​Si azali n’avait pas distribué des postes à ses proches, il serait considéré comme un demeuré

​Opinion libre

Si azali n’avait pas distribué des postes en grand nombre à ses proches, il serait considéré comme un demeuré.
 Le pouvoir politique au Comores est culturellement conçu comme la récompense d’une conquête individuelle ou d’un groupe. Comme Macron j’affirme que le problème de l’Afrique est civilisationnel. Une certaine conception de la chose publique contraire à l’intérêt général domine idéologiquement nos sociétés.
Celui qui a gagné la course du pouvoir, acquiert une légitimité, un devoir social de régaler les siens. Il faut qu’on prenne un autre virage civilisationnel sinon les mêmes causes produiront les mêmes effets. Arrêtons d’encourager nos politiciens dans leurs compétitions du pouvoir et exigeons d’eux plutôt une compétition des meilleures idées et actions en faveur du développement.
Il est vrai que dans la politique, il y a cet impératif de conquête du pouvoir, mais n’agir que dans cette configuration est une hérésie. Quand je vois les débats et les enjeux qui animent la politique aux Comores, je ne constate que gesticulations et désir de pouvoir.

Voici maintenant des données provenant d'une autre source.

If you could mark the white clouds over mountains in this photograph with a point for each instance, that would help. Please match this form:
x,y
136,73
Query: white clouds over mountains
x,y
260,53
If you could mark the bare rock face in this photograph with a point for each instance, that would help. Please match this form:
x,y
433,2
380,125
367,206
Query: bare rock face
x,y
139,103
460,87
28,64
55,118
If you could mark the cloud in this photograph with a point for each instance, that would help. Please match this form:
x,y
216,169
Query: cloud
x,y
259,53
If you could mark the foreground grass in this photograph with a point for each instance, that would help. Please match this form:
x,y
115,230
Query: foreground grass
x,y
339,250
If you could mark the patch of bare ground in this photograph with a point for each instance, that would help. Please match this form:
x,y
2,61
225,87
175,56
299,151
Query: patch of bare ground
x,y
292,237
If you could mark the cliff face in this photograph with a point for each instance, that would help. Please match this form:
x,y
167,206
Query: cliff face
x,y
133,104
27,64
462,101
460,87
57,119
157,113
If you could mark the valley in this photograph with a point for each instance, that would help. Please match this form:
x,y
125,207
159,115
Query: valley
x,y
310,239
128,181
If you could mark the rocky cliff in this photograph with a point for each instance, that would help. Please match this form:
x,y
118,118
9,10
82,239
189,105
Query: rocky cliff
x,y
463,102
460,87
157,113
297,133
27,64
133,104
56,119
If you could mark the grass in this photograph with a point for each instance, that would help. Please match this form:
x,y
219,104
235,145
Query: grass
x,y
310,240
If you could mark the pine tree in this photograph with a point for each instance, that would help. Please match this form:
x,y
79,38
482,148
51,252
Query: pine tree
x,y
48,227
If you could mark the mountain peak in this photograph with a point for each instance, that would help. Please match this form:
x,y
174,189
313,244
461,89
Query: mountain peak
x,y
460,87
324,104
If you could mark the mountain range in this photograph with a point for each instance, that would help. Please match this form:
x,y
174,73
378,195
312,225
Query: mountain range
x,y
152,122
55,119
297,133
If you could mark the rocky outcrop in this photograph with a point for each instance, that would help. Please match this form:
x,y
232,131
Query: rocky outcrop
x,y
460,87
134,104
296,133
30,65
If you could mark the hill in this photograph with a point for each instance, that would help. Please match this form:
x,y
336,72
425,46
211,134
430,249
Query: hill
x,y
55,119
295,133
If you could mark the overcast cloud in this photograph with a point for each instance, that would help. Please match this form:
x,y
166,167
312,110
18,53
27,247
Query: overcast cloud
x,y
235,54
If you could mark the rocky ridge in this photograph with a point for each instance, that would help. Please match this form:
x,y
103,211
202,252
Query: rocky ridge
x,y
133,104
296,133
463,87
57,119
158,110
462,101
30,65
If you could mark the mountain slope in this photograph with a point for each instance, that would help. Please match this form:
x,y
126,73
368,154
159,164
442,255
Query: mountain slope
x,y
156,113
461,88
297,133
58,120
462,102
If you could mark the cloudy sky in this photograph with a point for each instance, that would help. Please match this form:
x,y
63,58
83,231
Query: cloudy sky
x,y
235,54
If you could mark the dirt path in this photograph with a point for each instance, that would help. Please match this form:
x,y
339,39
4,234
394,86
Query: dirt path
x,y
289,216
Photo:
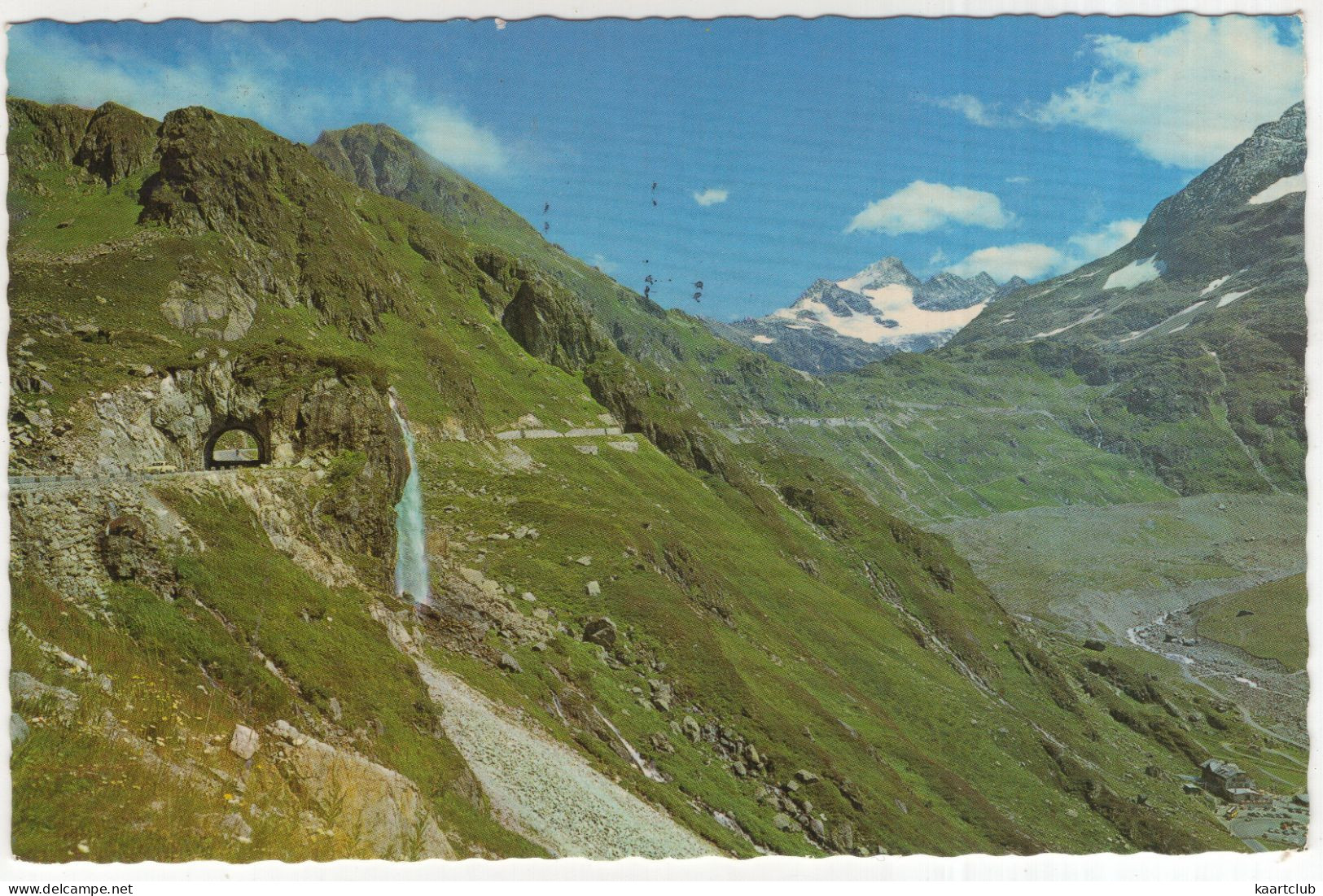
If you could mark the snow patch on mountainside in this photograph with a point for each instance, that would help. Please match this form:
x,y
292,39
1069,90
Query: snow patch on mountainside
x,y
1285,186
1134,273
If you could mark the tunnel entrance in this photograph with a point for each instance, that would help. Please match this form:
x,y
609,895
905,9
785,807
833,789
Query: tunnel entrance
x,y
236,444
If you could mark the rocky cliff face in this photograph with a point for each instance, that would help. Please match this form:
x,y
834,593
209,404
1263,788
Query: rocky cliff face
x,y
544,317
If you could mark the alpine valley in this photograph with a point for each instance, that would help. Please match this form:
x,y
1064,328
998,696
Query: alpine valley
x,y
351,518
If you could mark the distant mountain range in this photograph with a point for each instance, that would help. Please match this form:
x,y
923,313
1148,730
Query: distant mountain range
x,y
878,313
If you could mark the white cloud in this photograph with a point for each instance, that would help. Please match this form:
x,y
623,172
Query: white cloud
x,y
711,197
1107,239
924,207
1185,97
1030,260
254,82
975,110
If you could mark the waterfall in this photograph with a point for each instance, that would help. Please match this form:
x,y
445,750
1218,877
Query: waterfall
x,y
410,530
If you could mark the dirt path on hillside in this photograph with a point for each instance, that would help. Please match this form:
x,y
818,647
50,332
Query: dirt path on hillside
x,y
543,788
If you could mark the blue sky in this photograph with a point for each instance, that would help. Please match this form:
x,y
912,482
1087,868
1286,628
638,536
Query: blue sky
x,y
782,151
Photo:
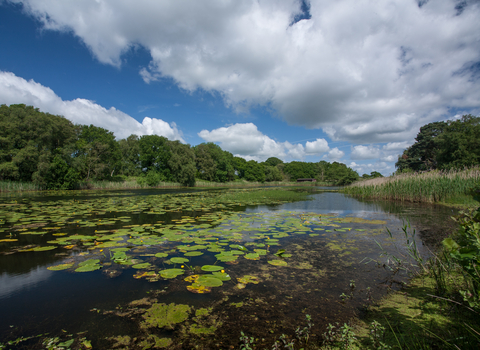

Ruser, trahir, se féliciter d’être brillant parce qu’on a réussi telle ou telle manoeuvre politique pour évincé tel ou tel adversaire, tout cela est désespérant. L’intelligence politique, je ne cesserais de le rappeler, c’est  la capacité de rassembler et construire les meilleures conditions de vie pour la communauté nationale.
Ce n’est parce que je partage pas les mêmes idées avec un parti politique que je doit en faire une affaire personnelle et oublier l’essentiel; l’intérêt général. Et nous l’opinion publique, désenchanté nous rentrons dans ce jeux de dupe. Nous nous divisions en camp, en clan, pour défendre tel ou tel parti ou accusé, diabolisé un autre. Satisfait ou frustré de ces joutes d’ego, nous retournons à nôtre fatale sous développement que nous avons appris à chérir. 
Pourquoi j’entend presque jamais un débat de fond sur les voies et moyens d’améliorer les conditions de vie des citoyens?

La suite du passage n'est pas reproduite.